O Dicionário Biográfico de Cinema#57: Sir David Lean

David Lean & Peter O'Toole | David lean, Peter o'toole, Lawrence ...

Sir David Lean (1908-91) n. Croydon, Inglaterra

1942: In Which We Serve [Nosso Barco, Nossa Alma] (co-dirigido com Noël Coward); 1944: This Happy Breed [Este Povo Alegre]. 1945: Blithe Sprit [Uma Mulher do Outro Mundo]; Brief Encounter [Desencanto]. 1946: Great Expectation [Grandes Esperanças]. 1948: Oliver Twist. 1949: The Passionate Friends [A História de uma Mulher]; Madeleine [As Cartas de Madeleine]. 1952: The Sound Barrier [Sem Barreira no Céu]. 1954: Hobson's Choice [Papai é do Contra]. 1955: Summer Madness [Quando o Coração Floresce]. 1957: The Bridge on the River Kwai [A Ponte do Rio Kwai]; 1962: Lawrence of Arabia [Lawrence da Arábia]. 1965: Dr. Zhivago [Dr. Jivago]. 1970: Ryan's Daughter [A Filha de Ryan]. 1984: A Passage to India [Passagem para a Índia].

A morte de Lean foi próxima de um evento de Estado para muitos no cinema britânico. Sua reputação permaneceu bastante elevada, apesar da inatividade, apesar também da triste desordem de Passagem para a Índia, um filme marcadamento menos seguro que a obra de James Ivory (o que não é um elogio a Ivory). Mais do que nunca sou da opinião que Lean se perdeu em sua própria grandeza pictórica. A História de uma Mulher e As Cartas de Madeleine são muito melhores que as produções mastodônticas que vieram após. Nem mesmo o relançamento de Lawrence - belo, e com algum material reestabelecido, poderia fornecer qualquer sentido de ideias por trás dele.

Lean foi um quaker em sua educação, proibido de frequentar cinemas enquanto rapaz.

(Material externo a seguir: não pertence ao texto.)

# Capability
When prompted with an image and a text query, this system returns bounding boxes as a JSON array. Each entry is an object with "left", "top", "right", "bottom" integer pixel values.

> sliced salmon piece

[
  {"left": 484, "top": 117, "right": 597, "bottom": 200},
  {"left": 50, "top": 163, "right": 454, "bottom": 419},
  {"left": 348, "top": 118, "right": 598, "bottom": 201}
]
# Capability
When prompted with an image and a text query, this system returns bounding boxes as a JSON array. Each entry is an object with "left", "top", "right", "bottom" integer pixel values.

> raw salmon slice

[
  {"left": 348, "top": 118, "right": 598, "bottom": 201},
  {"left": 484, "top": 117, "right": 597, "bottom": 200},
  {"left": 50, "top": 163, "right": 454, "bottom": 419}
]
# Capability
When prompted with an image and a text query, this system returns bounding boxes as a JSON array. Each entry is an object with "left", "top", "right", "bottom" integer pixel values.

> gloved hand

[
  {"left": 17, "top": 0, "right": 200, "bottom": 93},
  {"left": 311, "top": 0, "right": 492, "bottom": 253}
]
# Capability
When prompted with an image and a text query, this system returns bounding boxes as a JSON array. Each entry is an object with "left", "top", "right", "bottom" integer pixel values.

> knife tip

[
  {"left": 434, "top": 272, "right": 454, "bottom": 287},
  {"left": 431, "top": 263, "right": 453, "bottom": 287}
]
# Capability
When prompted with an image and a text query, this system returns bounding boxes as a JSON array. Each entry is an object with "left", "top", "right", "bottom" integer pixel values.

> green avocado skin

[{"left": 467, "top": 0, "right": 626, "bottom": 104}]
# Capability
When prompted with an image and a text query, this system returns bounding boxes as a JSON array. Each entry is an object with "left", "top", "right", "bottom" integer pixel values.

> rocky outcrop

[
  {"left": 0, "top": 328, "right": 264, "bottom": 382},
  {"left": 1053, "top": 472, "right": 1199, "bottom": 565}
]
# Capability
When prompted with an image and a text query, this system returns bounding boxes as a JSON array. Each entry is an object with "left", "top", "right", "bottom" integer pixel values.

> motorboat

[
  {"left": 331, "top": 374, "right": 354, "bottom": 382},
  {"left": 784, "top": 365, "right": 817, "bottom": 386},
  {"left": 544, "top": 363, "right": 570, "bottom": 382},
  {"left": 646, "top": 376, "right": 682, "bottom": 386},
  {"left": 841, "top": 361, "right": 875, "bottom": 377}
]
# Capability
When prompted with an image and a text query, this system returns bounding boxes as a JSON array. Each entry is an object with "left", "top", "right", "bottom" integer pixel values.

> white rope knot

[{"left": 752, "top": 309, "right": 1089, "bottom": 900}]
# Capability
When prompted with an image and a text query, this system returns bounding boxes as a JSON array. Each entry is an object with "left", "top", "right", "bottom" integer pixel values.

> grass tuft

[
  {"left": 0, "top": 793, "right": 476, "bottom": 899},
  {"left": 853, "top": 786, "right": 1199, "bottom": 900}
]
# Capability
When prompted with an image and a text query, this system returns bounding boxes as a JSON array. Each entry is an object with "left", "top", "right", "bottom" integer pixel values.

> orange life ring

Após uma formação em contabilidade, juntou-se à indústria cinematográfica, ascendendo do rapaz do chá a carregador/claquetista, assistente de edição, a montador das Movietone News. Em 1934 tornou-se montador e trabalhou em Escape Me Never [Contudo És Meu] (35, Paul Czinner); Pygmalion [Pigmalião] (38, Anthony Asquith e Leslie Howard); 49th Parallel [Invasão de Bárbaros] (41, Michael Powell); e One of Our Aircraft is Missing [E...Um Avião não Regressou] (42, Powell). Sua chance para dirigir adveio em 1942, quando comandou as sequencias de ação em Nosso Barco, Nossa Alma.

O que aconteceu então com David Lean? Pela época de sua morte, era cavalheiro e mestre famoso. Foi considerado trágica que circunstâncias obscuras impediram-no de realizar suas versões do Motim e do Nostromo de Conrad. Ele fez um triste erro de Passagem para a Índia, de E.M. Forster, ainda que alguns se persuadiram que  seria capaz de lidar com o mais difícil livro de Conrad. É digno de registro que Lean foi um egotista charmoso, sempre bonito, e em busca de mulheres e dolorosamente esperançoso quando falava. Ele era o centro das atenções, então é fácil para os entusiastas esquecer seu frequente desconforto com cenas de diálogos. Lean foi mais surpreendente quando podia lembrar-se da narrativa pura dos filmes silenciosos. O que quer que tenha acontecido começou nos anos 50. Sem Barreira no Céu foi um filme de temática interessante, mas maçante e inconsequente. Papai é do Contra foi lamentavelmente lento e sem graça, até mesmo parecendo amaldiçoado por sua própria diversão de fazê-lo. Então veio A Ponte do Rio Kwai, uma mescla estranha de heróis tradicionais britânicos e mensagem anti-bélica, iluminado com os flashes das florestas birmanesas, ironia colegial e esses pequenos deuses para melhor filme, melhor diretor e ator. Lean era um romântico a respeito de si, e esses reconhecimentos podem tê-lo persuadido que era demasiado grande para pequenices. Foi a síndrome de Selznick.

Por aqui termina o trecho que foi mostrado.